I recently wrote that I had finished uploading all of the Mandalas for Marinke posts into the blog and had two leftover that had somehow been separated from the names of their makers. I felt bad about the mistake, but I was glad that there weren’t more mistakes in such a large project. And then … Uh Oh!
Today I was clearing out an area of the living room I’d neglected forever and thought, “what the heck is in this box?” And it was a few more mandalas! When Katara had made a mess of the mandalas, I’d stuck those that were most mixed up in this box … and forgot where I put it. Oh no! So, I have some more big apologies to make, and some more mandalas that are looking for their makers.
Update: The one above belongs to Cheryl
I have the mandalas and I have some of the letters from the makers, but I haven’t been able to identify which goes with whom. So I’ll share what I have here in the hopes that the makers will reach out and let me know who to attribute the beautiful work to. I do know that some of these were submitted anonymously, so it’s totally okay if you see yours and don’t want to claim it publicly.
The Makers and Their Words
Here are the names and messages I believe are associated with these crafters:
Cheryl, whose story I’ll be sharing in full in a post later this week.
Emmy, (whose work I previously mixed up for Joanna‘s)
An anonymous crafter who writes,
“Having suffered on and off with depression most of my life, I was sad to hear of Marinke’s death. I thought of her when I saw this variegated yarn in my stash, and of the flower fields of her native Holland. Depression steals so much – I wanted to honor her and those of us who continue to fight.”
I think, but am not certain, that the following card’s message also came from the same anonymous crafter as above,
“I only recently became aware of Marinke and her work and am greatly saddened by her suicide. She was beautiful and created such wonderful things! It is a loss to the world.
My attempts to copy her patterns, not perfectly by any means, are done to respect and celebrate her creativity. Red, white and blue projects have always been favorites of mine, so when I learned that the Dutch flag has these colors, I had to use them for one of my mandalas.”
Nina, who writes, “Wink’s work was (is) inspiring. Bringing awareness to depression and suicide is important. Sometimes you don’t know that what you’re feeling can take over and then it may be too late.
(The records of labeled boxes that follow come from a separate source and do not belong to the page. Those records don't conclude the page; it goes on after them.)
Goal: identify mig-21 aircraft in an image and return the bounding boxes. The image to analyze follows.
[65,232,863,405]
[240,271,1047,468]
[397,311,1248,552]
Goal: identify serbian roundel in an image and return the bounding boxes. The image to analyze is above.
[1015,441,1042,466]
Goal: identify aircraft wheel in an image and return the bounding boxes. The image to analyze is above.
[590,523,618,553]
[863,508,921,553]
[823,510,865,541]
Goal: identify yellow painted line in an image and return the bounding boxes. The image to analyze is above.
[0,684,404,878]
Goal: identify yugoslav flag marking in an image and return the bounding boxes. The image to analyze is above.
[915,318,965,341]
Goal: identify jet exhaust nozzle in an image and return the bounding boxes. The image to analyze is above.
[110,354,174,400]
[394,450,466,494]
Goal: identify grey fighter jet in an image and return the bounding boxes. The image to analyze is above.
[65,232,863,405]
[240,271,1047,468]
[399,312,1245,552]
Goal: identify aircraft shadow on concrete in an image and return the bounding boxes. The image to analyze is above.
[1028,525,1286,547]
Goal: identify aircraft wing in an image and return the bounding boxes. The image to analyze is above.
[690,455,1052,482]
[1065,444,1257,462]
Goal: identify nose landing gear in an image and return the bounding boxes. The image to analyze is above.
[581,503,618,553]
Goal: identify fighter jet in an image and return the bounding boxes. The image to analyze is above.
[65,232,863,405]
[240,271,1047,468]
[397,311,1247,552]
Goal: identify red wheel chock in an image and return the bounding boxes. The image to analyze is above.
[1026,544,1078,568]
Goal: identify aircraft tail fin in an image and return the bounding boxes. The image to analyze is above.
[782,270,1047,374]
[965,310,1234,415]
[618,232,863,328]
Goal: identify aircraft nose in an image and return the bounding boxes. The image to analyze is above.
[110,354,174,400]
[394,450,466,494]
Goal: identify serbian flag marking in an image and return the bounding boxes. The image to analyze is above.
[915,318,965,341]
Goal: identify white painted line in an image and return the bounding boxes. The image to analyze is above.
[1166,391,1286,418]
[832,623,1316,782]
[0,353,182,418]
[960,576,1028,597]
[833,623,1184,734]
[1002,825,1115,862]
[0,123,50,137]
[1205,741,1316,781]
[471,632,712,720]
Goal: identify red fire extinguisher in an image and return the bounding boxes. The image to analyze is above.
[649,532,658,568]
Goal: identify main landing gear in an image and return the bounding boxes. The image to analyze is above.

It takes courage to get help, not weakness. You are not alone.”
Update: The one above belongs to Nina!
An anonymous crafter who writes, “Thinking of you Wink. Thank you for your inspiration and the beauty of your work. You will be missed.”
And finally Gail, who writes,
“Thank you so much for the opportunity to remember and celebrate Wink for her work and her life. I never met her but communicated through posts and was struck by her enthusiasm, passion and talents. She was such “a creative being” and this is such a sad, sad loss.
I still can’t believe she’s gone and in such a manner – which strikes a degree of fear as I have a very dear member of my own family who suffers the same debilitating dis-ease.
I wish Wink’s family blessings and hope that they can come to terms with her passing. For Wink I wish her peace as she is now set free.”
Each of these contributions is beautiful and meaningful. Again, huge apologies for the mix-ups as we near the end of this project. With the right information, I’ll happily right them! Thank you again to each and every person who shared their heart and handwork with us for the Mandalas for Marinke remembrance project.